All researchers have to prepare their data before analysis. While basic data preparation tools are included in IBM SPSS Statistics Base, IBM SPSS Data Preparation provides specialized techniques to prepare your data for more accurate analyses and results.
The IBM SPSS Data Preparation module allows users to identify data errors or unusual cases in their datasets. Using a combination of basic checks, validation rules or anomaly detection algorithms, the Data Preparation module will generate new variables or output reports that identify problematic cases or unusual records.
- The Basic Checks dialog is designed to identify records with a high percentage of missing values, a high degree of variability or conversely, too little variability as well as incomplete id fields or duplicate records.
- The Single Variable Rules dialog provides a graphical overview of each of the fields and the capability to create validation rules for individual fields. An example of this would be a rule that ensures a field is an integer (i.e. no decimal places) such as age.

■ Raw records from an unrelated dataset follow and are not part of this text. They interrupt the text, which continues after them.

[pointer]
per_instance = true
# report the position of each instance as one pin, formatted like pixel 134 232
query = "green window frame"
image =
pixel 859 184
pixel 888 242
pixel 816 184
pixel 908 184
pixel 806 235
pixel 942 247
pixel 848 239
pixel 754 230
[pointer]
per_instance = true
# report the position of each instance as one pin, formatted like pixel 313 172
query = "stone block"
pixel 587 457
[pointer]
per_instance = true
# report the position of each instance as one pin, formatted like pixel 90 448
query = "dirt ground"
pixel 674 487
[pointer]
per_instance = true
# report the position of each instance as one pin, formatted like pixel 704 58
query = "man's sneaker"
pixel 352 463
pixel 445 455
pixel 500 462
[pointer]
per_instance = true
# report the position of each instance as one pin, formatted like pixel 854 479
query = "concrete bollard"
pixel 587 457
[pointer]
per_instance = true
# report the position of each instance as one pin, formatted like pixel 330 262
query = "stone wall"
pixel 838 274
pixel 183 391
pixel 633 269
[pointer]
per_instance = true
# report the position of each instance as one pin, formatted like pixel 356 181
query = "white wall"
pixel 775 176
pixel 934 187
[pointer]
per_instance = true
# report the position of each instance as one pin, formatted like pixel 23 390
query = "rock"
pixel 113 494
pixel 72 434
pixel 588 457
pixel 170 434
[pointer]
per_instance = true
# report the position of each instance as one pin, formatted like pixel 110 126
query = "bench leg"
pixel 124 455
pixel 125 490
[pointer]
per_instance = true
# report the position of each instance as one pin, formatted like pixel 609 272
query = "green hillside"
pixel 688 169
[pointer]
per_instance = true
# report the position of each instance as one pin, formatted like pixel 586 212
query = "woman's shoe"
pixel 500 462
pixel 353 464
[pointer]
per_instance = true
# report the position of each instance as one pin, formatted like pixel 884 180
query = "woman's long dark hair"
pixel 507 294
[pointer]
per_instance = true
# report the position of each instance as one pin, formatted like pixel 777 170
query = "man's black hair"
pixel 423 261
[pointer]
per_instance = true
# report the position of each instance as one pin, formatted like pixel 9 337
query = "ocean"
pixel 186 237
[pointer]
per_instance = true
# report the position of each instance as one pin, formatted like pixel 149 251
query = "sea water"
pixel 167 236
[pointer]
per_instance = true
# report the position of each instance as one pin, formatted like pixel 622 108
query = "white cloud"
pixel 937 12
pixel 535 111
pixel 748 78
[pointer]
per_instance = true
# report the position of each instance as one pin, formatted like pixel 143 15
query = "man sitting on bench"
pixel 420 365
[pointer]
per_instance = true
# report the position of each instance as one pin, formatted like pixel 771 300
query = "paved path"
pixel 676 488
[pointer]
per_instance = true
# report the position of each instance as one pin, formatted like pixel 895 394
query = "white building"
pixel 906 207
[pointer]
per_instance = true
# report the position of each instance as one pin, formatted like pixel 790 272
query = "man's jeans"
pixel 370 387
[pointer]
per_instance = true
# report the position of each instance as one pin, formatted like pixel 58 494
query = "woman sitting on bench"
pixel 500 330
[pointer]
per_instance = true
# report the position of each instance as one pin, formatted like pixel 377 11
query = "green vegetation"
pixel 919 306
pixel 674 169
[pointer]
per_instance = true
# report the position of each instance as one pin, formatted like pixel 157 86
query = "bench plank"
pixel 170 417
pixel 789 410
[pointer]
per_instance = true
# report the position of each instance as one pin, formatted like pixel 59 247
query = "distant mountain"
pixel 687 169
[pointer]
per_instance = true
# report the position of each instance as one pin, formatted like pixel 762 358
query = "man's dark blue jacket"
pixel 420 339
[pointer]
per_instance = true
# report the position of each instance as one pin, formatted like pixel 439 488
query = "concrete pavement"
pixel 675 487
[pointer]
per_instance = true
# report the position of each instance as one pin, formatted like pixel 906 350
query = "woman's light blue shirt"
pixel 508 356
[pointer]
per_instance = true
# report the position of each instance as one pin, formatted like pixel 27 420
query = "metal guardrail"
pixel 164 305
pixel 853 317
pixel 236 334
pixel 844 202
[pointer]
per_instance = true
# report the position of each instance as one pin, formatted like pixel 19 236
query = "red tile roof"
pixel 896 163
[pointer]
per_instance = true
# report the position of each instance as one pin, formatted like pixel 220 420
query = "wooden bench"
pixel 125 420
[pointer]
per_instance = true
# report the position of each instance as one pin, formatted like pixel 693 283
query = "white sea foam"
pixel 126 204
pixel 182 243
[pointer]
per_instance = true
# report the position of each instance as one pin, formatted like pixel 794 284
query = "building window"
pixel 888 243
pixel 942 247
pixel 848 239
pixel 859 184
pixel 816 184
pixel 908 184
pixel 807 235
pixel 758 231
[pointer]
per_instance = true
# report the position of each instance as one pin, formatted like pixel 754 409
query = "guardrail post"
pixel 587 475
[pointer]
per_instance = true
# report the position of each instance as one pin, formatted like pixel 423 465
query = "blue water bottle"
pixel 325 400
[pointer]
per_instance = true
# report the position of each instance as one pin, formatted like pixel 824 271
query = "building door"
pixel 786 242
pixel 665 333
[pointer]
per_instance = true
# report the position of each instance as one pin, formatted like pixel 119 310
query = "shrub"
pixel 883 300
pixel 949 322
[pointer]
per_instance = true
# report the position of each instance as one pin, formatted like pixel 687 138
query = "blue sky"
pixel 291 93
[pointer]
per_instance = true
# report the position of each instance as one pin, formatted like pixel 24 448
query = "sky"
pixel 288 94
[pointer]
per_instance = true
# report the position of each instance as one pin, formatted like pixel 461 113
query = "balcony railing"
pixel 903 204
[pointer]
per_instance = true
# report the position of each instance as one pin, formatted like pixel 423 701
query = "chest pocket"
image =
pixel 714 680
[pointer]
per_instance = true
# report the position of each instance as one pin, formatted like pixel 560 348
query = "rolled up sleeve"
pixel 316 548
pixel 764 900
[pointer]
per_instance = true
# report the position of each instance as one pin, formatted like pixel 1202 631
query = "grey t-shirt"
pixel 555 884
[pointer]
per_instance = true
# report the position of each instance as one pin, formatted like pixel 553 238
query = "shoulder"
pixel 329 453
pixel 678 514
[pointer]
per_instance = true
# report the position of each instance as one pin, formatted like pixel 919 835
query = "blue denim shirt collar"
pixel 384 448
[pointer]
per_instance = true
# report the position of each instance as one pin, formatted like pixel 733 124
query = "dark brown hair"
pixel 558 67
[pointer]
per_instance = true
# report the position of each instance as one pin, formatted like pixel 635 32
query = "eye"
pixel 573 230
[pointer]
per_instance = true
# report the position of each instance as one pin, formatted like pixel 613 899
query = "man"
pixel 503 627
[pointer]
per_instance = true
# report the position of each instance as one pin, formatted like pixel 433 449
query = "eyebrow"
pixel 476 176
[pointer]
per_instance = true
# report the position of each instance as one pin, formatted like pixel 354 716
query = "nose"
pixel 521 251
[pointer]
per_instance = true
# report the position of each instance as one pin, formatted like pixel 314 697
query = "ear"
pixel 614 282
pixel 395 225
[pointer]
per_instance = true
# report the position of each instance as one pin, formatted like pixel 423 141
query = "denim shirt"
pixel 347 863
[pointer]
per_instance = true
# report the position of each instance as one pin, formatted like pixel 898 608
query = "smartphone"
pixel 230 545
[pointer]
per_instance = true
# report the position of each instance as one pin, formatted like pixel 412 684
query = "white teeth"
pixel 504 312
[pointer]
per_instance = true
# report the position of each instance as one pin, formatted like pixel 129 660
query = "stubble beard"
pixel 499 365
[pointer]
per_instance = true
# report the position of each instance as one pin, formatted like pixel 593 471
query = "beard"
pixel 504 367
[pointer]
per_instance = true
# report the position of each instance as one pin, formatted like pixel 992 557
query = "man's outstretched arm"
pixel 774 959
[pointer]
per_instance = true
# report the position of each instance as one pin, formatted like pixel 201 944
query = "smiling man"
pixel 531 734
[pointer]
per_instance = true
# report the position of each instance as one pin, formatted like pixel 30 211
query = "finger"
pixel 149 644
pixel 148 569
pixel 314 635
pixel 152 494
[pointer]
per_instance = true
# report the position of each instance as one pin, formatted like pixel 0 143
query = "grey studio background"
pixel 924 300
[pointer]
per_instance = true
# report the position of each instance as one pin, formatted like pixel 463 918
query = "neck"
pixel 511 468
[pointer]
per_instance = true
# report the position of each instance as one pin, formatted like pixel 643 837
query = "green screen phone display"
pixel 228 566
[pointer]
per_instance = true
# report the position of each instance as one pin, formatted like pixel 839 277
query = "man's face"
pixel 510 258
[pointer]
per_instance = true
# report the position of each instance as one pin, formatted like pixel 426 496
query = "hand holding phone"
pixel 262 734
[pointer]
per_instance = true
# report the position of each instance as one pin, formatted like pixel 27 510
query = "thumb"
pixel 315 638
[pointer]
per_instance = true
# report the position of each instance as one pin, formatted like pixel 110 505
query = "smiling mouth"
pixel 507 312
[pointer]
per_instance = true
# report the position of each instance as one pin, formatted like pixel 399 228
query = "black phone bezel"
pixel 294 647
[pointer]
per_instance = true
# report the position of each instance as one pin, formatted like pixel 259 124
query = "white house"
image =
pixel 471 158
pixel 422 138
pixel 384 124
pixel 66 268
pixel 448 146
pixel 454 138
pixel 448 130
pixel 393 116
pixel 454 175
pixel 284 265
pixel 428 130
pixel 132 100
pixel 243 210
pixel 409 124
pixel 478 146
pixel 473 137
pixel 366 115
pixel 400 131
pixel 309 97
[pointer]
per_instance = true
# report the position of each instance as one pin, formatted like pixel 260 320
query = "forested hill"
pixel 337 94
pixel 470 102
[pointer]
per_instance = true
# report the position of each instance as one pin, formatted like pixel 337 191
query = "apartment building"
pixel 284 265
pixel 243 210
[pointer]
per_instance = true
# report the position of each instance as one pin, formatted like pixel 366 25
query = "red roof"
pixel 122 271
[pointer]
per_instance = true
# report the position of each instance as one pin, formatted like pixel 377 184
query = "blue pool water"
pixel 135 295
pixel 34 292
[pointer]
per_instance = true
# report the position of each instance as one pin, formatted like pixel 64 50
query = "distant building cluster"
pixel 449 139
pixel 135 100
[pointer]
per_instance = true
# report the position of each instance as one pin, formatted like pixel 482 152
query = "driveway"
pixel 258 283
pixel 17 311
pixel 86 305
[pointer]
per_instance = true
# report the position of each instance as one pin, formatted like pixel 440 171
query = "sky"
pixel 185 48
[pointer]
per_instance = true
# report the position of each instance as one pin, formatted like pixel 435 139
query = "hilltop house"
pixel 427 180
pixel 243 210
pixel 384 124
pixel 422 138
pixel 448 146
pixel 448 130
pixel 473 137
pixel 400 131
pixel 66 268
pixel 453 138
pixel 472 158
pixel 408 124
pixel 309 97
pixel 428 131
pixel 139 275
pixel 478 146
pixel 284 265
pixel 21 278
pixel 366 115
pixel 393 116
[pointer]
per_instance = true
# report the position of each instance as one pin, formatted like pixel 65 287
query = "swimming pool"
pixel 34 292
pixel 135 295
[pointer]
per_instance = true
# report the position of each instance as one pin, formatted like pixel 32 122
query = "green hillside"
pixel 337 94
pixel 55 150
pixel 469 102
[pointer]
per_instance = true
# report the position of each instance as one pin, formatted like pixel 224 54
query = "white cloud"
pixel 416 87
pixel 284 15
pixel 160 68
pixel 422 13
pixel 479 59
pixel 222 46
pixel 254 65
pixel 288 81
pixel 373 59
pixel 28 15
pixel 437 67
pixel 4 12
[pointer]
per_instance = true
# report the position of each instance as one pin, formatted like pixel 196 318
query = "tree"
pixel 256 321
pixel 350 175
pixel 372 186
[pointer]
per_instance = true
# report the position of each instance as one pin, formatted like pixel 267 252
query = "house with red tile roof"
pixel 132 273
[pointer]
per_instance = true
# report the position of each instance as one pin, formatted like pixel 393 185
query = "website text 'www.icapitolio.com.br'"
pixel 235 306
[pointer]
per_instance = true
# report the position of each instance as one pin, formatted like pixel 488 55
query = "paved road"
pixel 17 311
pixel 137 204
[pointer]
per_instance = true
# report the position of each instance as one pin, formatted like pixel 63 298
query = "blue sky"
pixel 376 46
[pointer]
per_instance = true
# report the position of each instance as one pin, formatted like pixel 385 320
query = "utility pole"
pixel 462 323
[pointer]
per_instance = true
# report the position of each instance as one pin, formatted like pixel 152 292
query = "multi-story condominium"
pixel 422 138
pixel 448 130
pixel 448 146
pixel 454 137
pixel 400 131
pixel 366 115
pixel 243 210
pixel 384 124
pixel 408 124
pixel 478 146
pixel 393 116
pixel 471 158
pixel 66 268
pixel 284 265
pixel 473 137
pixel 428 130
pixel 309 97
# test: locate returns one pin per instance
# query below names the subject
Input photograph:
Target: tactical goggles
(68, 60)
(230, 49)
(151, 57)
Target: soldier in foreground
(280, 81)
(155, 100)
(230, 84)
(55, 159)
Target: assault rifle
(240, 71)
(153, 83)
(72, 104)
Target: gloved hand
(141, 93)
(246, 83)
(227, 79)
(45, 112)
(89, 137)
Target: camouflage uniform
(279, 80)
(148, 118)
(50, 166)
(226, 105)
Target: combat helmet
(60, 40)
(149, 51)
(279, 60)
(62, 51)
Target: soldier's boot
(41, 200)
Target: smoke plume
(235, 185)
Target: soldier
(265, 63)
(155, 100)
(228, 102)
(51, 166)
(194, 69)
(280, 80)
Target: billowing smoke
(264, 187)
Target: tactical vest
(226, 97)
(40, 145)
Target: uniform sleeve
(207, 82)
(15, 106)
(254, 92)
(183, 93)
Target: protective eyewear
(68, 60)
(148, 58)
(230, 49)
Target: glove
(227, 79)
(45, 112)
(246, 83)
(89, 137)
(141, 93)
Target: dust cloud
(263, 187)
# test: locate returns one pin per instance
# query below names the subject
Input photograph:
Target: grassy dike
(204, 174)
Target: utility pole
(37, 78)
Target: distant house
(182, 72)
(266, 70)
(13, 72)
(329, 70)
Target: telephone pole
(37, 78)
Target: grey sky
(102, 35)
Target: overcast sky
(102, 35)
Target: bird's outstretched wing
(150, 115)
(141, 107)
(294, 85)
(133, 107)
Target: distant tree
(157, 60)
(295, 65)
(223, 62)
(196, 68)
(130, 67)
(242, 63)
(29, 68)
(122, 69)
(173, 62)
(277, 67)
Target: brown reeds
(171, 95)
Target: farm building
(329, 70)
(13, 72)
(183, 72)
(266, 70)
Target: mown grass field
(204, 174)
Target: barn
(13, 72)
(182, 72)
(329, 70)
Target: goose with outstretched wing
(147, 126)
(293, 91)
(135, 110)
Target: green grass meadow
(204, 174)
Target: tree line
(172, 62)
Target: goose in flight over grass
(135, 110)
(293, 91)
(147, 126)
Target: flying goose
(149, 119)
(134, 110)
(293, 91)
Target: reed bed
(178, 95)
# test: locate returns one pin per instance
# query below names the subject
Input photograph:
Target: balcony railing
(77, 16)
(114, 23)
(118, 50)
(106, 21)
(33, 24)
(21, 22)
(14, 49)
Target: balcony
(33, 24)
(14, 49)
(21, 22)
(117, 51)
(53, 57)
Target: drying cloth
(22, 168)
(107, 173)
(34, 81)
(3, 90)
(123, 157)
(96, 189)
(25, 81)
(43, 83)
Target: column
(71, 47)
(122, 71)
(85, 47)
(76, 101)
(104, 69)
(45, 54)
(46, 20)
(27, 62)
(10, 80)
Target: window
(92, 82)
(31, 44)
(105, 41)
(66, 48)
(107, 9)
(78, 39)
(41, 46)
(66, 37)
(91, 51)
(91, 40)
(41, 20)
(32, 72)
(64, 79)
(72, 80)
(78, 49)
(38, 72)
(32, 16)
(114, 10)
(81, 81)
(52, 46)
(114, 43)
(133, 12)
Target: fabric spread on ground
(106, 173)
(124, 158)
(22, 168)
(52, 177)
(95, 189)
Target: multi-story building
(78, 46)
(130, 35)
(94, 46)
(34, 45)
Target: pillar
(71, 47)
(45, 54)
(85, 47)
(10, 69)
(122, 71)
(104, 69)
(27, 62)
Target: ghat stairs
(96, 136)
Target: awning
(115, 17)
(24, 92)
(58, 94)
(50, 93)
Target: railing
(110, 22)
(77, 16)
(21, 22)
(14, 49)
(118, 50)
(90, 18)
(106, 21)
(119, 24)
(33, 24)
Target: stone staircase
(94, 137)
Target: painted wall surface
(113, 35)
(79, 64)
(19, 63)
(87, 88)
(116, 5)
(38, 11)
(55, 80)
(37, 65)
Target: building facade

- The Cross Variable Rules dialog provides the capability to create rules that ensure that the values in combinations of variables do not contradict each other or imply errors in the data. An example would be a cross-variable rule that ensures that all car drivers are at least 17 years old.
- IBM SPSS Data Preparation allows these rules to be saved for re-use with new data files. In fact the module contains a number of pre-defined validation rules that check for common errors in datasets.
Identifying Unusual Cases – IBM SPSS Data Preparation provides an Anomaly Detection procedure which searches for unusual cases based on deviations from the norms of their cluster groups. The procedure is designed to quickly detect unusual cases for data-auditing purposes in the exploratory data analysis step, prior to any inferential data analysis. This algorithm is designed for generic anomaly detection, but it could be used for applications that are not strictly focussed on data cleaning such as fraud detection.
Optimal Binning – The Optimal Binning procedure automatically creates bandings in one or more numeric variables by distributing the values of each variable into bins. The optimal aspect of this procedure is with respect to the procedure’s use of a categorical guide variable that “supervises” the binning process. An example of optimal binning could be a situation where a researcher wishes to create a variable containing income bands. Rather than simply manually defining the thresholds of the income groups, the researcher could use optimal binning to automatically create income bands with respect to a second variable such as occupational category (i.e. skilled manual, professional etc).